The Doctor thought about telling her about Adric, and Tegan, and everyone else who'd gotten over the shock quite well, thanks, but thought it best to say,

"Not often, no."

Rose shook her head.

"Anyone ever tell you you're a bit daft sometimes?"

The Doctor let a grin slip through.

"Not often, no."

"No, they're too busy marvelling at the greatness that is the Doctor," Jack said lightly. He gave a suggestive grin. "I've been to Proclaria, you know. They've got this legend about you, the sky goddess, and the inadequacies of a toga –"

"That was a complete misunderstanding," the Doctor said darkly.

"I am so hearing that story later," Rose told him, grinning.

The Doctor huffed, but lapsed back into silence.

"Oi, stop brooding," Rose leaned over and pushed his shoulder, "we'll work something out."

The Doctor didn't respond.

Rose looked at Jack.

"I'm starved," she said. "They feed you in here?"

Jack's face turned grim.

"Once a day, if we're lucky. If we're really lucky, I don't have to pay for it."

"Pay for it?" Rose asked carefully.

"Yeah." Jack stared at the wall. "Remember how I told you I was immortal?"

Rose nodded.

"Yeah, well, I can die, I just don't stay dead. So the Master sees that as a challenge to his creativity." Jack gave a mirthless smile, his eyes bleak.

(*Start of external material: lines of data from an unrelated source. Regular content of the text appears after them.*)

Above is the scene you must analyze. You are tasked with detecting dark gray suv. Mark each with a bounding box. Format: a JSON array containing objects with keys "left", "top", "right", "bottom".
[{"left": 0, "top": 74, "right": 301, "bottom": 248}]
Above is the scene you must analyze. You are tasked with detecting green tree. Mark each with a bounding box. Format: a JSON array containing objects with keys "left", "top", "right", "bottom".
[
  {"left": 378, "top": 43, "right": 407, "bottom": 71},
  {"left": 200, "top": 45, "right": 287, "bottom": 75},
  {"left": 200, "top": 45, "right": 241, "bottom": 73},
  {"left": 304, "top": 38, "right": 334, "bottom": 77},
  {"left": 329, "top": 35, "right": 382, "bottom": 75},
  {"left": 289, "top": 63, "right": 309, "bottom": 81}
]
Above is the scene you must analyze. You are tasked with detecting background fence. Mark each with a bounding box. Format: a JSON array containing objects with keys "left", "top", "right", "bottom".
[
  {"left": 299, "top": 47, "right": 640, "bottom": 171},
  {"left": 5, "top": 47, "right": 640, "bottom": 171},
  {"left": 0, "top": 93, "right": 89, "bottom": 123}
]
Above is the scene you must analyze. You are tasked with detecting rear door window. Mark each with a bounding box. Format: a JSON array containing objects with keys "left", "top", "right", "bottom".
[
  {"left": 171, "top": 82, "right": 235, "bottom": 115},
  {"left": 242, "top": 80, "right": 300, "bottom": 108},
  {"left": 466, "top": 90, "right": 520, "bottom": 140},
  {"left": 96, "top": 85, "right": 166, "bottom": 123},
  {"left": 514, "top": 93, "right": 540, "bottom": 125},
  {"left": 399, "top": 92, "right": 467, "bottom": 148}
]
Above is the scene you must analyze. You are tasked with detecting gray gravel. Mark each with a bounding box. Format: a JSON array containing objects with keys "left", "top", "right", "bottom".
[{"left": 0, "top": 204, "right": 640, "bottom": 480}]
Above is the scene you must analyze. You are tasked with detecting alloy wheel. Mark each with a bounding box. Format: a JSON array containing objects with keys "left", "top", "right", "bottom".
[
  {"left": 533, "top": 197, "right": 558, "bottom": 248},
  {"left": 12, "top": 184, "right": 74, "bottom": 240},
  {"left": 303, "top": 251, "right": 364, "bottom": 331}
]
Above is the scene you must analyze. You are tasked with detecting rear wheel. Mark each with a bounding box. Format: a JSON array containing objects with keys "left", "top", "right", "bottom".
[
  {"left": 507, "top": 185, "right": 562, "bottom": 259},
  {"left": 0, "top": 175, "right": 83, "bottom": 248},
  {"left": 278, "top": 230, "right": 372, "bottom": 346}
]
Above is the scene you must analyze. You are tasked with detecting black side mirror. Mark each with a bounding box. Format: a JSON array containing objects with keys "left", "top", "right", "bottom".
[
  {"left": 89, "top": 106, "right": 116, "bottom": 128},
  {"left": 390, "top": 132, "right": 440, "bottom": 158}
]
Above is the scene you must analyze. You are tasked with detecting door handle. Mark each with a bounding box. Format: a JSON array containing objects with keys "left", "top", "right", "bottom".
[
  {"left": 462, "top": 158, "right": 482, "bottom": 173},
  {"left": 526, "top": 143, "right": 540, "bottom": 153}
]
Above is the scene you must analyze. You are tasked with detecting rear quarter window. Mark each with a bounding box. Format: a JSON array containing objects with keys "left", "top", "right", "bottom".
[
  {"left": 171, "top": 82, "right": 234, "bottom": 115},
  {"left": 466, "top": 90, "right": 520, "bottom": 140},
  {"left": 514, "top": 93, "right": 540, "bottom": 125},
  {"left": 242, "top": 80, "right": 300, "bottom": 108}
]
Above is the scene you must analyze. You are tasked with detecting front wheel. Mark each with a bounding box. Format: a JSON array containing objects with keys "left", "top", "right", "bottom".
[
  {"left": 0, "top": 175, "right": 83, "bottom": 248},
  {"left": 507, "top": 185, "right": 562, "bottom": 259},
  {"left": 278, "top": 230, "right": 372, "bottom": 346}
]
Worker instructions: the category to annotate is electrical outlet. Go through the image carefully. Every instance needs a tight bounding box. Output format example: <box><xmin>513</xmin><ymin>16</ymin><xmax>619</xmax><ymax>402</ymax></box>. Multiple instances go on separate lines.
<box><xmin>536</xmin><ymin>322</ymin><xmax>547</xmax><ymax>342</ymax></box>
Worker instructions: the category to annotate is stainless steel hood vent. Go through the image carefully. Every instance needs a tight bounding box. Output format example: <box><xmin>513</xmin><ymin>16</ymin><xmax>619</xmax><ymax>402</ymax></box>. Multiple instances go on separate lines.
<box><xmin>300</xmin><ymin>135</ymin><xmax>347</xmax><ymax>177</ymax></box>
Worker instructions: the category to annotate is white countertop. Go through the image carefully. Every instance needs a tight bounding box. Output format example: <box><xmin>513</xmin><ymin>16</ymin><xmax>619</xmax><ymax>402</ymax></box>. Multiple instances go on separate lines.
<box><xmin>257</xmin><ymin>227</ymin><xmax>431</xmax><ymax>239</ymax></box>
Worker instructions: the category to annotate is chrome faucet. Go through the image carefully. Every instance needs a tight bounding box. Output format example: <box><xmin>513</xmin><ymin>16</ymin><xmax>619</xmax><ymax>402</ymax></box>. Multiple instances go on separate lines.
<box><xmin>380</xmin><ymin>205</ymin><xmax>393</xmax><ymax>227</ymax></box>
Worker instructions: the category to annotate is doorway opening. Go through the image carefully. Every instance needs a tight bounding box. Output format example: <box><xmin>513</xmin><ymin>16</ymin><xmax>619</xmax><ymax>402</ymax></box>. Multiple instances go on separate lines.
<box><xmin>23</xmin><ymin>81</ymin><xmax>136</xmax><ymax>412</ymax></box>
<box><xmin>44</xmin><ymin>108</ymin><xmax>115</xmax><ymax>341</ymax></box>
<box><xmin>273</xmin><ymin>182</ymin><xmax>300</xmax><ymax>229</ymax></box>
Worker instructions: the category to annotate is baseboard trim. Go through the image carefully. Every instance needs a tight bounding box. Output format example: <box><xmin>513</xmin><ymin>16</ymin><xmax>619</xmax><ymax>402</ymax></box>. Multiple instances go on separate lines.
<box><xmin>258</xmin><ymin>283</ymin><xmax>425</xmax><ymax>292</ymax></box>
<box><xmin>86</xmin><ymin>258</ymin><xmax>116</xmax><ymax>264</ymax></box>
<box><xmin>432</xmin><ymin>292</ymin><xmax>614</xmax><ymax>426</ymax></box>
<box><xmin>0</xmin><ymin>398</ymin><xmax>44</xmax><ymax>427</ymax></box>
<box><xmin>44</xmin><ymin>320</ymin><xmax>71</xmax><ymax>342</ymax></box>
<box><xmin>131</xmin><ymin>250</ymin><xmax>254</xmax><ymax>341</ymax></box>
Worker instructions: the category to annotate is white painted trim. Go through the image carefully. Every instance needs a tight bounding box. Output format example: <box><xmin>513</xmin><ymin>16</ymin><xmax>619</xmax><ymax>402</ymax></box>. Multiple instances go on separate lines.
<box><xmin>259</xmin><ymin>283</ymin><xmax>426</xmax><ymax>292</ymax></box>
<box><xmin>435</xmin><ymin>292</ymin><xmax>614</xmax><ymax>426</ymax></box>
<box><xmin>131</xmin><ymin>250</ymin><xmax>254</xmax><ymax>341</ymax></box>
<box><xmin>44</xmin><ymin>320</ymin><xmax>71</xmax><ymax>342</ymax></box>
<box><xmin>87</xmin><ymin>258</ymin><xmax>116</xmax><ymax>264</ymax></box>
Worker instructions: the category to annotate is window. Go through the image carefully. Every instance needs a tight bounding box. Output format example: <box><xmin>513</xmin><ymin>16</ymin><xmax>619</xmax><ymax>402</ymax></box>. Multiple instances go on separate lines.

Rose put a hand to her mouth.

"Oh my God, Jack…" She put her hand over his. He gave her a faint, weary smile.

"Don't worry Rosie, I'll live." There was a slight undercurrent of dark humour in his voice.

"Doesn't mean you should have to live with it," the Doctor spoke up. "I'll stop him, Jack."

The Doctor met Jack's eyes, his gaze very serious and intense.

Jack stared back for a moment. Then he nodded.

"Thanks, Doc."

The Doctor nodded once, then went silent again. This time though it seemed to be in thought, not so he could brood some more, so Rose was able to talk to Jack in a lighter mood.

-

They talked of his adventures, some with Rose and the Doctor in them, but mostly without, and his job at an organisation called Torchwood that had become his life and in a sense, his family. He glanced at Gwen and Tosh now and then as he talked; Gwen was still near catatonic, and Tosh was near death. He checked on her every now and then, but her condition remained the same.

"You should get rid of it," the Doctor stated when Jack told Rose about Torchwood's unofficial mascot, a pterodactyl named Myfanwy. He'd looked disapproving at a number of Jack's stories.

"Nah, she's harmless, and she can't leave the base," Jack dismissed his concerns, "besides, what are you supposed to do with an animal that's been extinct for 65 million years? Except for this one time when I was a Time Agent, there was this huge amount of temporal flux and for a day or so all the birds on earth were replaced with dinosaurs. They were back to birds again by the next day."

The Doctor snorted.

"That happen often?" Rose asked curiously. "Things happening that weren't supposed to and then going back to not happening, I mean."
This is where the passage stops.